On going to the Garden Party (the one that Nick Griffin did not)

I’m not what you’d call a Royalist.  I’m not anti Royal either.  Just not that interested, in the same way I’m not that interested in the glossy celebrity photo shoots in Hello magazine or OK.  They  just don’t feel that relevant to me.  Having said that, when I received a letter saying I might get an invite to one of the Garden Parties provided I indicated in advance whether I would accept such an invitation were it received I was too curious not to go.  Well, it’s Buckingham Palace innit?

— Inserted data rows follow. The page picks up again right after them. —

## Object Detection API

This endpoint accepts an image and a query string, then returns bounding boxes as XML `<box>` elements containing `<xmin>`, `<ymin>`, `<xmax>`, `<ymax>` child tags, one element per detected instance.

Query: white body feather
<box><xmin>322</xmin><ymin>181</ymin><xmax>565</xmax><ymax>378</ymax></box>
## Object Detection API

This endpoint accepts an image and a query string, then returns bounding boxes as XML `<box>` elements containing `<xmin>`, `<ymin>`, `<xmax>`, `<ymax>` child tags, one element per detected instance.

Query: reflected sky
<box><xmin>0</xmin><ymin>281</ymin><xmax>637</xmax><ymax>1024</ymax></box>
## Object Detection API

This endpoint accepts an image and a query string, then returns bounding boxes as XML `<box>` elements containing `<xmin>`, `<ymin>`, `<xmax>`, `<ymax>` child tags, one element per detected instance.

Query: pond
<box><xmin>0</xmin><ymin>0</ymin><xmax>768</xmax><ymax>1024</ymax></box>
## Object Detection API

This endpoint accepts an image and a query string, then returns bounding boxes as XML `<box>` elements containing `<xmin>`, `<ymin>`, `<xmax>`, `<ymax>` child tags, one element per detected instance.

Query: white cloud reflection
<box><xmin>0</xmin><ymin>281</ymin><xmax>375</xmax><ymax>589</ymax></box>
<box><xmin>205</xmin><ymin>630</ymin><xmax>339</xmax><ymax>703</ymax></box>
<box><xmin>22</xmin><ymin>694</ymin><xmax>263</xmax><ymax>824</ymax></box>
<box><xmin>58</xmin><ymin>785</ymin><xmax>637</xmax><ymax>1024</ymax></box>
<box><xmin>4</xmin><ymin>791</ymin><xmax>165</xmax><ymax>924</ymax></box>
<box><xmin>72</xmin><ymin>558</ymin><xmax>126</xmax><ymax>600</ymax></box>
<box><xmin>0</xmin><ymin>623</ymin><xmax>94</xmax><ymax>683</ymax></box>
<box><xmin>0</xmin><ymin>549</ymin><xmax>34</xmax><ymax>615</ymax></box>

When the invitation arrived it advised a hat was required.  It also advised that National Costume was permitted and I seriously considered rigging myself out in the pointy black hat and red flannel  shawl but in the end decided against it.  Partly due to laziness (adult size Welsh costume is not the easiest thing to get hold of and the stuff available on the Internet is all of the saucy Welsh costume variety) and partly because when I googled the history of the Welsh costume it seemed that our current Welsh costume is just what rural Welsh people were wearing back in the late eighteenth century so not exactly the forward thinking, vibrant, multi-cultural, business minded Wales of today.    So I shelved that idea and borrowed a hat from Nannie for the occasion.

So, what’s it like?

  • Much easier to get in than you might think – I expected some sort of rigorous search or at least some questioning about the amount of time I spent picketing South Africa house back in the early eighties but a flash of the passport and my husband and I were in.
  • Much nicer round the back of Buckingham Palace than at the front.  The front looks a bit like a prison but the back is a soft orange colour, like the houses in Bath, and it’s quieter and of course there’s a big garden with a lake.
  • They manage to serve tea to 7,500 people very efficiently  – cucumber sandwiches with the crusts cut off, fruit cake, victoria sponge – and a really good cup of tea.    I had two cups.  And another piece of cake if you must know.
  • Other nations do prettier national costumes than us – saris knock the spots of black pointy hats and prickly flannel shawls.   I think I might have seen one lady dressed up either in Cornish dress or Irish.  Either that or she’d actually chosen to look a bit like a milking maid in a green flannel frock.
  • Cameras are forbidden but twenty minutes before the end, everyone was whipping out their mobile phones.  To start with it was surreptitious but as soon as people realised the Secret Service didn’t suddenly swoop down on a wire and grab you,  everyone was at it.
  • There were a huge variety of people there – lots of chains of office and armed forces ; a good few women who thought they were going for a boozy afternoon at Ladies Day in Ascot orange fake tan the lot;  a gay couple with mohicans (short ones) wearing suits and with those big holes in their ears (don’t get those); lots of flowery frocks and sensible shoes with Amercan tan tights; and, Mr Griffin please note,  lots and lots of different colour skins.

The best bit for me by far was when Her Majesty passed right by us, about two yards away.  Not for my benefit but for the eighty year old lady next to me who was an ardent Royalist and was so pleased and proud to be that close to the Queen that tears shone in her eyes.    That was moving that was.    And the Queen, who is 85 and small and looks rather like my Gran these days, worked hard for a good few hours, talking to people and making them feel special.  Which is I think pretty much the Royal Family’s job these days and one which the Queen is rather good at.